Non moins graves, il y a les odieux assassinats de jeunes manifestants pacifiques par les forces de sécurité et des nervis recrutés par le parti présidentiel, Alliance pour la République (APR), les emprisonnements arbitraires des opposants et les tortures commis dans les commissariats et casernes de gendarmerie.

Contrairement à ce qu’il veut faire croire à l’opinion publique internationale -libération des opposants-, Sall est juste désireux d’effacer tous ces crimes par une loi d’amnistie que rejette d’emblée l’écrasante majorité des Sénégalais.
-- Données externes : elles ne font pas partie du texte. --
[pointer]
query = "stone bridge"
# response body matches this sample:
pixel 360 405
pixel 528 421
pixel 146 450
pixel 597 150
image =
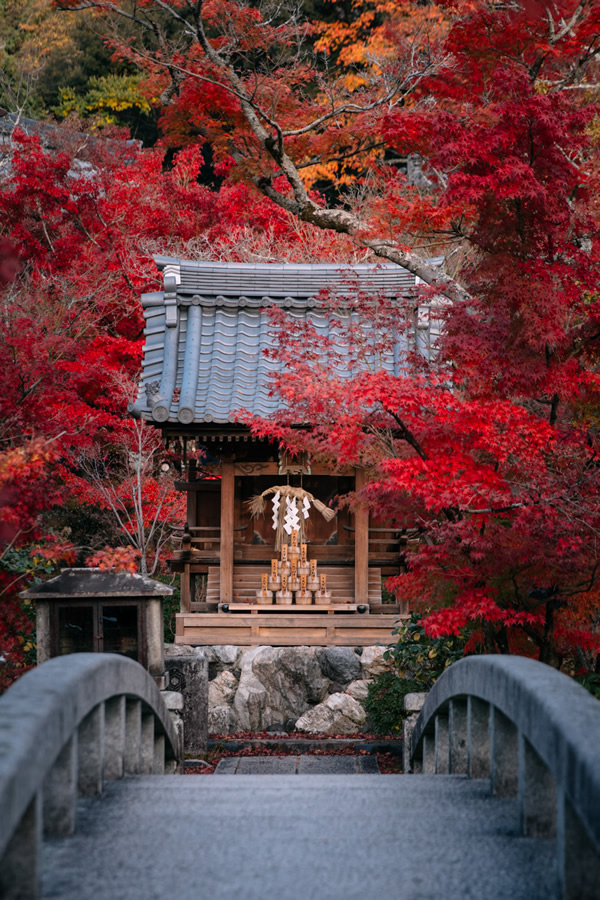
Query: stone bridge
pixel 504 802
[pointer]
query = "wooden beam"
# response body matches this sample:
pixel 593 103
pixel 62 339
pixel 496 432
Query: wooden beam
pixel 227 520
pixel 186 589
pixel 361 544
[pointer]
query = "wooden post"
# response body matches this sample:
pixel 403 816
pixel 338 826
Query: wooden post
pixel 227 516
pixel 361 545
pixel 187 594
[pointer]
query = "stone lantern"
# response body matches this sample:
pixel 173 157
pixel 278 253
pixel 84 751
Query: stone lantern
pixel 98 611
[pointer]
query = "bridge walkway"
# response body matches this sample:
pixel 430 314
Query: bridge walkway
pixel 310 837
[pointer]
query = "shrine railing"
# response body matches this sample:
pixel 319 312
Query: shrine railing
pixel 535 733
pixel 65 728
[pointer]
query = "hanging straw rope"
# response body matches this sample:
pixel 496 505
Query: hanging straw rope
pixel 257 504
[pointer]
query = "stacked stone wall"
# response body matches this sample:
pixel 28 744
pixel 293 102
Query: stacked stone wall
pixel 309 689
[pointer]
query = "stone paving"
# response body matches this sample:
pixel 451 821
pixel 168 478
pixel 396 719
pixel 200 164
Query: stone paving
pixel 302 764
pixel 342 837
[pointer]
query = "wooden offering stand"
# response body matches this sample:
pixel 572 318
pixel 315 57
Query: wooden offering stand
pixel 274 582
pixel 323 596
pixel 303 596
pixel 284 596
pixel 264 596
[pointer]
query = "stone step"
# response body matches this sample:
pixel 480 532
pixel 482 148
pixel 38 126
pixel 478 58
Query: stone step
pixel 300 745
pixel 298 765
pixel 343 837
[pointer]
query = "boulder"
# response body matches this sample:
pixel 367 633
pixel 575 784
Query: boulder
pixel 340 664
pixel 358 689
pixel 178 650
pixel 372 661
pixel 277 684
pixel 338 714
pixel 227 655
pixel 221 690
pixel 222 720
pixel 220 658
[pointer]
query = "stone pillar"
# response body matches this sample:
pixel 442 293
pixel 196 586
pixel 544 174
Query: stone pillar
pixel 578 860
pixel 147 744
pixel 133 736
pixel 479 738
pixel 42 631
pixel 155 636
pixel 537 793
pixel 188 675
pixel 505 759
pixel 114 738
pixel 459 737
pixel 20 869
pixel 158 765
pixel 90 752
pixel 442 745
pixel 413 704
pixel 60 792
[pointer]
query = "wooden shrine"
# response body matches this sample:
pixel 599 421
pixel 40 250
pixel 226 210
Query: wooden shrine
pixel 241 582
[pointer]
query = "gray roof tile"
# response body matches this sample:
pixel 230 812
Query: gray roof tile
pixel 212 361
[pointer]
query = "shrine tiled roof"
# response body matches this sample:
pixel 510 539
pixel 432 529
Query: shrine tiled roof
pixel 208 330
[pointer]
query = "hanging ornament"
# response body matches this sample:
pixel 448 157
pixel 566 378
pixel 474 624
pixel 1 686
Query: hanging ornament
pixel 287 493
pixel 292 520
pixel 305 507
pixel 276 505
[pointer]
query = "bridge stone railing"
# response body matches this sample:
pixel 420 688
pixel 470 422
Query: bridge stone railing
pixel 535 733
pixel 65 728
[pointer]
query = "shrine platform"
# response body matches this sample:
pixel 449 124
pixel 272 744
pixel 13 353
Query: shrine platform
pixel 343 623
pixel 286 627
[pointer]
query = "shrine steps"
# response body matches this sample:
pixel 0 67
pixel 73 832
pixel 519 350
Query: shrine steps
pixel 340 837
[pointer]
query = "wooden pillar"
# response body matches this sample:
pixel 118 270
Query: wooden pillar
pixel 187 593
pixel 361 544
pixel 227 516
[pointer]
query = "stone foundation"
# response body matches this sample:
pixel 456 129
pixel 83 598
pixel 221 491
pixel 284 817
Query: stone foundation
pixel 310 689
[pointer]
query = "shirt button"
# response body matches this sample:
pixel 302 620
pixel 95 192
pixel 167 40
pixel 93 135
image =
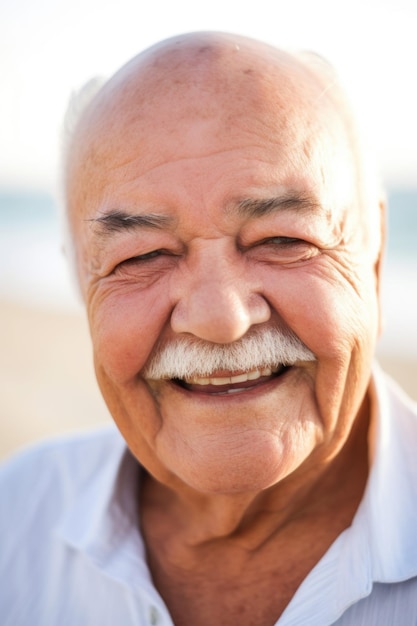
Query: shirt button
pixel 153 616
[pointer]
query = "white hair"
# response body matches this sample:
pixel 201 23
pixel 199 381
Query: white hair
pixel 187 357
pixel 78 103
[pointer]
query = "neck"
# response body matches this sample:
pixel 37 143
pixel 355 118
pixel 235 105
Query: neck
pixel 329 489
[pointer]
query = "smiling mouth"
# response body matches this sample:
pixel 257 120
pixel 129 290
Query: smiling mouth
pixel 231 384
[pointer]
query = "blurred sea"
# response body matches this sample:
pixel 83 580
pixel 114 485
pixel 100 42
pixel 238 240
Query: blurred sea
pixel 33 269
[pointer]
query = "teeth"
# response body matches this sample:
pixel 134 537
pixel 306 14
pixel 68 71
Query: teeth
pixel 227 380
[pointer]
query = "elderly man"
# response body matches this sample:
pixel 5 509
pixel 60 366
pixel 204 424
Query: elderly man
pixel 227 234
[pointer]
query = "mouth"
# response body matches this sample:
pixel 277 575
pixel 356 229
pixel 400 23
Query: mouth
pixel 222 384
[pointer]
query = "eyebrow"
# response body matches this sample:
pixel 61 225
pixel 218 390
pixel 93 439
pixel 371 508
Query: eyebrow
pixel 251 207
pixel 116 221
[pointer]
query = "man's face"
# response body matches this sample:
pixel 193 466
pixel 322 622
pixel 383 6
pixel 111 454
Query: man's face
pixel 245 218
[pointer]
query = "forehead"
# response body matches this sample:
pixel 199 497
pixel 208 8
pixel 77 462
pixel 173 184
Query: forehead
pixel 219 104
Les victimes et leurs familles réclament des enquêtes sérieuses et la présentation des présumés coupables devant les tribunaux.

Le dialogue qu’il organise les 26 et 27 février n’est qu’un jeu de dupes auquel refusent de participer 16 des 19 candidats retenus par le Conseil Constitutionnel et la quasi-totalité de la société civile. Une position partagée par une très large frange de la population.

Sans risque de se tromper, Sall n’aura autour de lui que SES deux candidats, en l’occurrence Amadou Ba, son premier ministre, et Mohamed Boun Abdellah Dione, un fidèle collaborateur et ex-premier ministre, ainsi que le très controversé Idrissa Seck, un pseudo opposant chef de Rewmi, un parti en état de mort clinique. Le reste de la salle sera garni par une horde de laudateurs plus intéressés par les retombées financières de leur participation que par le devenir du Sénégal.

Connu pour être un jusqu’au-boutiste, Sall essayera de forcer le destin, en comptant, si jamais la chienlit s’installe, sur le soutien des forces de sécurité et de l’armée, en particulier la gendarmerie, lourdement équipée et dirigée par un général dévoué.

Nous espérons ne pas en arriver là. Mais le mal est déjà profond. En effet, nos institutions sont dans un tel état de délabrement qu’il faudra plusieurs années pour restaurer la confiance des citoyens. Ceci à cause d’un président qui se croit indispensable et plus important que le pays qu’il a eu le privilège de diriger.